The validation of invoices is undertaken within a controlled environment for finance within the North of England CSU (NECS) which is based at John Snow House, Durham, DH1 3YG. This is carried out via a section 251 agreement and is undertaken to ensure that the ICB is paying for treatments relating to its patients only. The dedicated NECS team receives patient level information (minimal identifiers are used for this purpose, such as NHS number, post code, date of birth) direct from the hospital providers and undertakes a number of checks to ensure that the invoice is valid and that it should be paid for by the ICB. The ICB does not receive or see any patient level information relating to these invoices. Further information about invoice validation can be found on NHS England’s web site here

Your rights

Right of access to your personal information

We will tell you if we use your personal information, what that information is and why we use it. We will also tell you where we obtained the information from and with whom we share your information. Under this right we also have to tell you how long we intend to keep your information for.

The ICB does not directly provide health care services and therefore does not hold personal healthcare records. If you wish to have sight of, or obtain copies of your of your own personal health care records you will need to apply to your GP Practice, the hospital or organisation which provided your health care.

You are entitled to obtain a copy of the personal information held about you by the ICB. You can view this or request copies of the records by making a subject access request.

Any request to access or obtain a copy of this information will be considered in line with the data protection legislation. This is generally free of charge unless your request is very complicated and/or unreasonably excessive; if you require further copies of information already provided to you we may charge a reasonable administrative fee. If you want to access your data you can contact us using the contact details at the top of this notice. Under special circumstances, some information may be withheld.

Right to rectification

This right allows you to ask for any information you believe to be inaccurate or incomplete to be corrected and completed. We are allowed one month from the date of your request in which to perform any such corrections or add supplementary statements.

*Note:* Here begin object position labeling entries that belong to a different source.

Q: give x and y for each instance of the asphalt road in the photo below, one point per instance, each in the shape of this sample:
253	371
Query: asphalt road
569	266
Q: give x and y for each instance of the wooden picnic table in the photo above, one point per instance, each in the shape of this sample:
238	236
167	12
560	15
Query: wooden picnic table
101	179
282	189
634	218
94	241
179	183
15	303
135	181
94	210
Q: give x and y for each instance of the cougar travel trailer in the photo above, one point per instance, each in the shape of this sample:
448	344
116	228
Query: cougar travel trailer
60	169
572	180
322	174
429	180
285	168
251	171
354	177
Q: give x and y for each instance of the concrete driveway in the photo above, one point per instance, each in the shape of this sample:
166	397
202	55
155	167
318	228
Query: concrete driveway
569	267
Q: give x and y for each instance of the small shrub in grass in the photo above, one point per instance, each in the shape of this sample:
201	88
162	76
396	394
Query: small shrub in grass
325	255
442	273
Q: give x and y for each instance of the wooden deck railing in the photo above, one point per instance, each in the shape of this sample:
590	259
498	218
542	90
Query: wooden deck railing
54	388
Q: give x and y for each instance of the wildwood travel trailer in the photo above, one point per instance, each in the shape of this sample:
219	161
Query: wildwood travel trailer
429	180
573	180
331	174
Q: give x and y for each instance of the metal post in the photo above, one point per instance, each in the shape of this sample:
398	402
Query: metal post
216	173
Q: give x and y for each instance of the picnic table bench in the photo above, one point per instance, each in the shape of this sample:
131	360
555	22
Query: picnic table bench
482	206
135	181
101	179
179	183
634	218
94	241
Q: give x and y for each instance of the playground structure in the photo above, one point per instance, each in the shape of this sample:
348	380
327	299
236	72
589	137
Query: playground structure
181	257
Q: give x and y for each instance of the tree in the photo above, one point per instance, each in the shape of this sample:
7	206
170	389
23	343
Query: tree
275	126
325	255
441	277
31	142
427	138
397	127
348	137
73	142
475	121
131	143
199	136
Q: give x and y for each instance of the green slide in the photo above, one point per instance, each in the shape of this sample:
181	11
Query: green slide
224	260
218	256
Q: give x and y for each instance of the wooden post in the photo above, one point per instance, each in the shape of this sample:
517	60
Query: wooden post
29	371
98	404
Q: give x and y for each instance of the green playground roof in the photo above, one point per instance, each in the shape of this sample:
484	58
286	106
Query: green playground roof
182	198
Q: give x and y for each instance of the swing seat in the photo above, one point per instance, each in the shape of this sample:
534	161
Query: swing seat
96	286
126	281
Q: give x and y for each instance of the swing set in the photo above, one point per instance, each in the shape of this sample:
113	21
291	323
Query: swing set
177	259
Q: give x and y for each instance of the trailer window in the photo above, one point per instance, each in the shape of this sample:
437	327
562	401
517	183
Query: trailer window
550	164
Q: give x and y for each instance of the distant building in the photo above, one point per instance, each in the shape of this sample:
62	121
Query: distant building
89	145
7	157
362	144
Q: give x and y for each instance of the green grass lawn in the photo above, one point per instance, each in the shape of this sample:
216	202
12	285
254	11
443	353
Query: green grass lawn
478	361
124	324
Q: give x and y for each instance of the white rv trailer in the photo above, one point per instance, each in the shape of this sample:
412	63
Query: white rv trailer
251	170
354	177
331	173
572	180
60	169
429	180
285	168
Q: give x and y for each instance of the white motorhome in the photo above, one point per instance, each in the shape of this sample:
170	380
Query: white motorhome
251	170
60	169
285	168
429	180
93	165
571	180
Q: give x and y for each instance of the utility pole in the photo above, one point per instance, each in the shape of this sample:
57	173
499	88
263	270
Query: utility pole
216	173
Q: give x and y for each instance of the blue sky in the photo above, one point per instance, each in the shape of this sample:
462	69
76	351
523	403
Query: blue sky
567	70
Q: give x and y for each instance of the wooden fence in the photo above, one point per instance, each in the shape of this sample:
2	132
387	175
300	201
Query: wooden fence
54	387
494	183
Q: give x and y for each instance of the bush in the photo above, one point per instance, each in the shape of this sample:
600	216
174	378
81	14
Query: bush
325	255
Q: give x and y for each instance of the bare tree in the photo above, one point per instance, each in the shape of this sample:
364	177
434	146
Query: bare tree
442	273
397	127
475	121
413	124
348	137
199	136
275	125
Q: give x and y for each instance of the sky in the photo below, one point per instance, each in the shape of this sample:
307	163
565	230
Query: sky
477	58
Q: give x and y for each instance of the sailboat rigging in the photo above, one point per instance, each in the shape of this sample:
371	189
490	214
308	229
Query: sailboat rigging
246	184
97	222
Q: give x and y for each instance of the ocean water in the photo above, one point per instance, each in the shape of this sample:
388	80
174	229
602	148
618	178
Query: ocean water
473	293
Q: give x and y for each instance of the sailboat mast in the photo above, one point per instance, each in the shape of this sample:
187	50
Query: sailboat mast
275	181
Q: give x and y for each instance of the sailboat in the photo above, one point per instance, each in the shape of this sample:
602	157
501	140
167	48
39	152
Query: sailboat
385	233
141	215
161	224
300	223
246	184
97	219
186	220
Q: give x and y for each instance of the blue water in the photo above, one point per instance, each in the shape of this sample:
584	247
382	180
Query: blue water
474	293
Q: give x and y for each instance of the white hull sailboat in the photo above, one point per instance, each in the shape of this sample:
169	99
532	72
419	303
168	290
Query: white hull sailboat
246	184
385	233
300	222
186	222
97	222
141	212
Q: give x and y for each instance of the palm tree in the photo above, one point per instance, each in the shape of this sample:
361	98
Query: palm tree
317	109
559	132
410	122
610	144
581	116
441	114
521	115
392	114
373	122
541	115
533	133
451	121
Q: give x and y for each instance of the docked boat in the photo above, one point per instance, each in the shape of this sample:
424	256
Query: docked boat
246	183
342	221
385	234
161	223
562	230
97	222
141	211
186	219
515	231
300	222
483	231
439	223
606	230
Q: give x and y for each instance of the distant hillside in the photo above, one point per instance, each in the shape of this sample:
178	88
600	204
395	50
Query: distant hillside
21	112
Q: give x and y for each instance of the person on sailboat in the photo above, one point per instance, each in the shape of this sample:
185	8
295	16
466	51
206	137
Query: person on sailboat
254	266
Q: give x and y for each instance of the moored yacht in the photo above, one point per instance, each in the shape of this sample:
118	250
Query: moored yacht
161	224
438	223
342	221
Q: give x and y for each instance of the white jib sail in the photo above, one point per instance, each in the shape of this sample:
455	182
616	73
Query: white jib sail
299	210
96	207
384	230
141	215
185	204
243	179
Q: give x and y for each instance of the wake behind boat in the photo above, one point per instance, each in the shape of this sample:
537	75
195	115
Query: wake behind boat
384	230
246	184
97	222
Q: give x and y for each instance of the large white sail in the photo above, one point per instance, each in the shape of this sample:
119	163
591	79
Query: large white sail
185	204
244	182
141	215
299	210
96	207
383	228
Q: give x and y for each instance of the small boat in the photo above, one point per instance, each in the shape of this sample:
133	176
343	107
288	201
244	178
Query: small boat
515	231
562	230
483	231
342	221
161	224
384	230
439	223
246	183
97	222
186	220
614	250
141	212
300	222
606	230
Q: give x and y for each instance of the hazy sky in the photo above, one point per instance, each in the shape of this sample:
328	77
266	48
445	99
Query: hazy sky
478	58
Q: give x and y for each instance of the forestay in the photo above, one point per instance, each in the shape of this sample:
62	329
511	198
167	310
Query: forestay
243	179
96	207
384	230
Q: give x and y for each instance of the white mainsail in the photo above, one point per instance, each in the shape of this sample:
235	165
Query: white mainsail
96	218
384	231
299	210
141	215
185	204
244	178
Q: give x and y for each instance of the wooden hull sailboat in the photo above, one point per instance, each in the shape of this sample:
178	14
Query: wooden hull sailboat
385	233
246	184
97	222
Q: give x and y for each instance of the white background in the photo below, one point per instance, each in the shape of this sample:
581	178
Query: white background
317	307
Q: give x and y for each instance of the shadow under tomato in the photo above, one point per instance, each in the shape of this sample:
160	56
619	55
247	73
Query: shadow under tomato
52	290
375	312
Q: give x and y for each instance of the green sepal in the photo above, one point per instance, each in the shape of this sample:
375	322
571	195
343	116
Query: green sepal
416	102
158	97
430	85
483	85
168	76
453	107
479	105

We will communicate any rectification of information to anyone to whom it has been disclosed unless this is not possible or involves disproportionate effort. We will tell you who those recipients are if you ask us. 

Right to erasure

This right is also commonly referred to as the ‘right to be forgotten’. You can request that your information be erased, subject to certain exemptions, if it is no longer needed by us for the original purpose we said we would use it for or if you decide to withdraw your consent or if you object to the use of your information. If it transpires that the information was unlawfully used or is found to infringe the law you can ask for it to be erased. We will erase your information if we have a legal obligation to do so. We will communicate any erasure of information to anyone to whom it has been disclosed unless this is not possible or involves disproportionate effort. We will tell you who those recipients are if you ask us. 

Right of restriction of processing

Restriction means marking information with the aim of limiting its processing in the future. Under this right you can request we restrict information processing for a period of time if you think the information is inaccurate, while we check its accuracy. If the information is found to have been used unlawfully you can ask for it to be restricted instead of being erased. If we no longer need to keep the information but you need us to keep it in connection with a legal claim you are involved with you can ask us to restrict it. You can also ask us to restrict processing if you have previously objected to us processing it whilst we check whether our legitimate reasons for processing it outweigh your right. Once processing has been restricted we can start to use the information again only if you have consented to this or where it is in connection with a legal claim or if it is to protect the rights of another person or there is a strong public interest. We will tell you before any restriction we have put in place is lifted.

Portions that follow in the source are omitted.